Siguiendo la línea de Eco, el gran problema con estos idiotas es que no les importa ser esclavos de sus palabras porque no se dan cuenta que lo son. En esta falta de conciencia radica uno de los principales males de la sociedad moderna: la comunicación prostituida al amparo de la libertad de expresión. Esa misma a la que, si le preguntáramos, con toda seguridad diría: no argumenten tanto en mi nombre. Si defender la libertad de expresión es un imperativo, también lo es defenderla de estos idiotas.

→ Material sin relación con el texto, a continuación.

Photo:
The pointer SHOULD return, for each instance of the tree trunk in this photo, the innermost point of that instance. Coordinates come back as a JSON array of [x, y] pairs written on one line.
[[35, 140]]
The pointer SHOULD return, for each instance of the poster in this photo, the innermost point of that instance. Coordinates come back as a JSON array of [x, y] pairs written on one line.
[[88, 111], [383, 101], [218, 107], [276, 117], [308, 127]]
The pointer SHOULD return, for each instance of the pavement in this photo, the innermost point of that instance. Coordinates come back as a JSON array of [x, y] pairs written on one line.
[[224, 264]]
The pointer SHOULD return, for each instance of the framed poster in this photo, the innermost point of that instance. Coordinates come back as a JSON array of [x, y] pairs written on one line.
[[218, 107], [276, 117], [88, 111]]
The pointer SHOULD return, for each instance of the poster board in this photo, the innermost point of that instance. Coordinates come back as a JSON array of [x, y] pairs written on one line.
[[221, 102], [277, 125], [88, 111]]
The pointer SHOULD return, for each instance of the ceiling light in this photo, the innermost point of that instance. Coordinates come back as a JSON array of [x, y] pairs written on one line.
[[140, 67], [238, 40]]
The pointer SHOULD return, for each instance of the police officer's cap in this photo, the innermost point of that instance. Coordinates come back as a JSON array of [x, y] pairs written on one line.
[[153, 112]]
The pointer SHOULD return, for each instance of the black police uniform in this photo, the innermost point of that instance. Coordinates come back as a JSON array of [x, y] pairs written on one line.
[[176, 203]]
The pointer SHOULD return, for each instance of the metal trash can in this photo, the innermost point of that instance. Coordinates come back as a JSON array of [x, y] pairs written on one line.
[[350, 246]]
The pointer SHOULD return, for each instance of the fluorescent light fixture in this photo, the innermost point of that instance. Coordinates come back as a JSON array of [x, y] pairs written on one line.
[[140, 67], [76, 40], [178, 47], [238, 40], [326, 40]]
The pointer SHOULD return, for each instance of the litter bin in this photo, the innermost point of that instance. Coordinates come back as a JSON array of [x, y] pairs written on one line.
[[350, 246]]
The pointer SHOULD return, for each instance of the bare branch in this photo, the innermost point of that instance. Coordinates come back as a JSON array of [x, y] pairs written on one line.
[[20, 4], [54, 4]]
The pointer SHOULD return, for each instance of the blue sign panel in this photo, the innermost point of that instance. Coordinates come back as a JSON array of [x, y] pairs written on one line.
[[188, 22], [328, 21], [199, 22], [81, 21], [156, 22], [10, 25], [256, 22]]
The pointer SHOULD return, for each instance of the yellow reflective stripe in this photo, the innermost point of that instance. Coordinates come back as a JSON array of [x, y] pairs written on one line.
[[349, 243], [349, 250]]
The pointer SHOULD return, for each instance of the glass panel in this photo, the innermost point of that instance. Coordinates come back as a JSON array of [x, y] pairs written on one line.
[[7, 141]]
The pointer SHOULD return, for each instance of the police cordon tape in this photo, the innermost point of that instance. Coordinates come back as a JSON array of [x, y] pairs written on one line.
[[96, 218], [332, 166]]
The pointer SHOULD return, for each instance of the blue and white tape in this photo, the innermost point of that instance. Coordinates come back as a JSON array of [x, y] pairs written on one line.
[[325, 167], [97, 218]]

Entonces, ¿cómo se combate la invasión de esos idiotas que nos advierte Eco? Desenmascarándolos e instalando la duda en todo aquello que nos presentan como evidente, solución definitiva o verdadero, venga de donde venga, sobre todo desacralizando el culto a la autoridad y el poder, donde la idiotez se camufla en los aires de grandeza de los advenedizos de turno, que pontifican recitando de memoria contenidos preparados por otros.

A estos idiotas se les enfrenta con artillería argumentativa de largo alcance. Palabras contra palabras; sin temor a refugiarse en la estrategia del silencio si el buen juicio lo aconseja, esperando la oportunidad más propicia para desarmarlos, aunque, conociendo de que están hechos, es muy probable que nunca reconozcan su derrota. Porque, pensando bien, si lo hicieran, los idiotas no serían tan idiotas.